I never suggested that they would sue fans... that would be pointless. Rather, I think they are going to use fans as a weapon against independent developers, and that these developers should sue both them and Steam before it's too late.
Companies know that high tech sells better than low tech; it also fits in with the "big tent" company style that megacorps subscribe to (Westerners are unaware that unions are still strong in Japan, and that the courts side with them enough that to get rich there you have to go big or go bust). The proliferation of low tech, very cheap games is presenting a dilemma as the big publishers are slowly dying from a thousand cuts. Talk to a factory worker and you'll realize few of them are willing to buy a game anymore without cutting edge graphics... these soft core gamers are a big market now, bigger even than the movie industry, and everyone wants a piece of the pie. Hard core gamers play both these games and lighter, more traditional games (and a segment play RPGs). The question of how to retain share of these smaller market segments has been bedeviling publishers for some time; as we've seen, Nintendo is suffering seriously from competition with license-free competitors operating from Steam and Google Play.

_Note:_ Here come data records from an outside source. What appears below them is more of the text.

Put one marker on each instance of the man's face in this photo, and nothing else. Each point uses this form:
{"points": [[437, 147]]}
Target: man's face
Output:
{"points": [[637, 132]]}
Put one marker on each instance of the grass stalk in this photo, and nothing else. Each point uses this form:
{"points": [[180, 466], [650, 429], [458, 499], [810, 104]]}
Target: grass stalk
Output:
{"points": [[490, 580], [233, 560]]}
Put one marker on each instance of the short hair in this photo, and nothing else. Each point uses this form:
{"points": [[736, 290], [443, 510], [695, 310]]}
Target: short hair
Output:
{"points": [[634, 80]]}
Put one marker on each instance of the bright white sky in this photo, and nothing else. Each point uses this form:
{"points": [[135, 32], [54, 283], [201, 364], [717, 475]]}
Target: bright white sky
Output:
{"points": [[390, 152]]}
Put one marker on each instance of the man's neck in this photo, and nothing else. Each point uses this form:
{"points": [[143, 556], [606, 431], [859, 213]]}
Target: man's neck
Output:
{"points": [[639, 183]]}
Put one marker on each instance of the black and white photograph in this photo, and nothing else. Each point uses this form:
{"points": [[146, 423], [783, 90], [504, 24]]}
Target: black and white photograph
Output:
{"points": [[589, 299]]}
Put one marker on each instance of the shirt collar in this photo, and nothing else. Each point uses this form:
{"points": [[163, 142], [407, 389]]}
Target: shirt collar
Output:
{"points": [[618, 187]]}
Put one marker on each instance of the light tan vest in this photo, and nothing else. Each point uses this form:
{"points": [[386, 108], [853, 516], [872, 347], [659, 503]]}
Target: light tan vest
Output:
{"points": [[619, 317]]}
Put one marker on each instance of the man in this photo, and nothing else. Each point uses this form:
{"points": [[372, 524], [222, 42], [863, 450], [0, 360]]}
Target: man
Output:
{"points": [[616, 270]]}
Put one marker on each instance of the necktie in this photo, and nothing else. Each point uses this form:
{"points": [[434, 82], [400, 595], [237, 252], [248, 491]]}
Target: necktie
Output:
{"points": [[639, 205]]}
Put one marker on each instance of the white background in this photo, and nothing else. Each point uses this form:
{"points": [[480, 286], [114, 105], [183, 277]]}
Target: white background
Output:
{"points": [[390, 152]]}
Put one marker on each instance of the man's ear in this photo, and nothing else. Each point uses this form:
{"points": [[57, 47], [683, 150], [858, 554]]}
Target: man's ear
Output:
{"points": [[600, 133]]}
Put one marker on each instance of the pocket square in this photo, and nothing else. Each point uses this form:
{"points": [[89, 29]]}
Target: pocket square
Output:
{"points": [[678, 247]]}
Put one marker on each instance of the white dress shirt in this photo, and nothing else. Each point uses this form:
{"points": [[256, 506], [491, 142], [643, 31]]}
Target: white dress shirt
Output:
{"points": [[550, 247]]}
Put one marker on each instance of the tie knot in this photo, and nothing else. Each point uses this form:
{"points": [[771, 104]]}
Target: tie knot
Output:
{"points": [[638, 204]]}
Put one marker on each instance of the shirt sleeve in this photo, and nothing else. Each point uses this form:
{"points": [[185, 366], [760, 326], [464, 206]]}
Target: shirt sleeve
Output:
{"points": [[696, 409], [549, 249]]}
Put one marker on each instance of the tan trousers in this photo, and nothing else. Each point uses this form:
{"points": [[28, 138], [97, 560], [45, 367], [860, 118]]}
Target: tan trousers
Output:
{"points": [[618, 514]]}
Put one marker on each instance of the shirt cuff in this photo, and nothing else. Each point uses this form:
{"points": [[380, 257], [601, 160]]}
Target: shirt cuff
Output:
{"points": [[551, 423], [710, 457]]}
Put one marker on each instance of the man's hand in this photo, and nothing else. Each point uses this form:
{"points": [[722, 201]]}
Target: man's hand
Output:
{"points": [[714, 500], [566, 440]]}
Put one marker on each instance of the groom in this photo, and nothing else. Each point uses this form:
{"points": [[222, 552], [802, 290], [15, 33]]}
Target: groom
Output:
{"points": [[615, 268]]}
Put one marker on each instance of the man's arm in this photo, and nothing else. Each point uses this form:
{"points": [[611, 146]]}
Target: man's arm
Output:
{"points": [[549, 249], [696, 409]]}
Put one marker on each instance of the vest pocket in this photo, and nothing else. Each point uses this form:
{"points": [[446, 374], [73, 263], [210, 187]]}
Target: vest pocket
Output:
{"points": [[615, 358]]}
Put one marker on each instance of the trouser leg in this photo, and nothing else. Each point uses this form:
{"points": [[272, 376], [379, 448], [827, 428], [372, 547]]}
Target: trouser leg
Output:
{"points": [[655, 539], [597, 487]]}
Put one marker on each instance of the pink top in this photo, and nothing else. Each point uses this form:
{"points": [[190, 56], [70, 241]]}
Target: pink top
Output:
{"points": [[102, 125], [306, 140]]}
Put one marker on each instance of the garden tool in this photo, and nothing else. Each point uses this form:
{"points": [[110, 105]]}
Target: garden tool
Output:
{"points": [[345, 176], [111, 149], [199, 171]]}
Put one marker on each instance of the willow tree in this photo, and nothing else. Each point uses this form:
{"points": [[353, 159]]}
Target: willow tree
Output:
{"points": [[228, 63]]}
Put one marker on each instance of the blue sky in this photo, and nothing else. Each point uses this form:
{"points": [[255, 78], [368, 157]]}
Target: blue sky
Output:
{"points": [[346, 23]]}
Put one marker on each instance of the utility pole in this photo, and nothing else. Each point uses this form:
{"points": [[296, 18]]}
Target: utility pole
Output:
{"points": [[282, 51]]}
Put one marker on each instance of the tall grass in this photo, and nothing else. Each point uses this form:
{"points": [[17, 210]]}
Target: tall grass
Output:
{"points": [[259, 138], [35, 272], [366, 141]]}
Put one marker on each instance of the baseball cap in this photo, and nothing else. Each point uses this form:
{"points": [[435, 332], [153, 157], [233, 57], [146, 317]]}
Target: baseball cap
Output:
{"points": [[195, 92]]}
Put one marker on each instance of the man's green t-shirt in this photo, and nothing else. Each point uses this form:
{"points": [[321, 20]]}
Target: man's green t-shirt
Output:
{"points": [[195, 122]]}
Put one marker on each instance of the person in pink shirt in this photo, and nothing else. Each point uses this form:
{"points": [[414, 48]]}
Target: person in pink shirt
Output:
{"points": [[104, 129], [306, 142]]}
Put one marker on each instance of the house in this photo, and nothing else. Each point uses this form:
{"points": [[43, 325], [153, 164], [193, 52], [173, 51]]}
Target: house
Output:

The market is getting swamped with decently drawn 2D games thanks to the development of easy to use tools which reduce content creator reliance on career programmers (if you want to see these, check out indieDB). The question has been how to repress this growing freedom and self-assertion among the creative classes (which is likely to result in stronger, more diverse competition and more upward wage pressure for in-house developers) while optimally monetizing the consumer. This appears to be their answer: to create a juxtaposition of profit-seeking content creators against non-profit seeking creators (leading fans) while monetizing the latter all through sustained psychological gambit (community management, appeal to nostalgia, and brute force advertising/endorsement).
In other words, companies are paying attention to what's being done here and at other fan game sites, and they want to take it to a high enough level that it eclipses everything. Killing two birds with one stone.
Hopefully it dies within the first couple months. People will balk at the creative straighjacket of 64 colors and 2 operator FM sound. If they do enhance the emulator beyond this, then it will still beggar belief why people don't just grab something off of indieDB and go nuts making something that might allow them to quit their day job and even garner them a measure of fame. A triumph of advertising over common sense that will doubt bring about an deeper level of cynicism of the American consumer.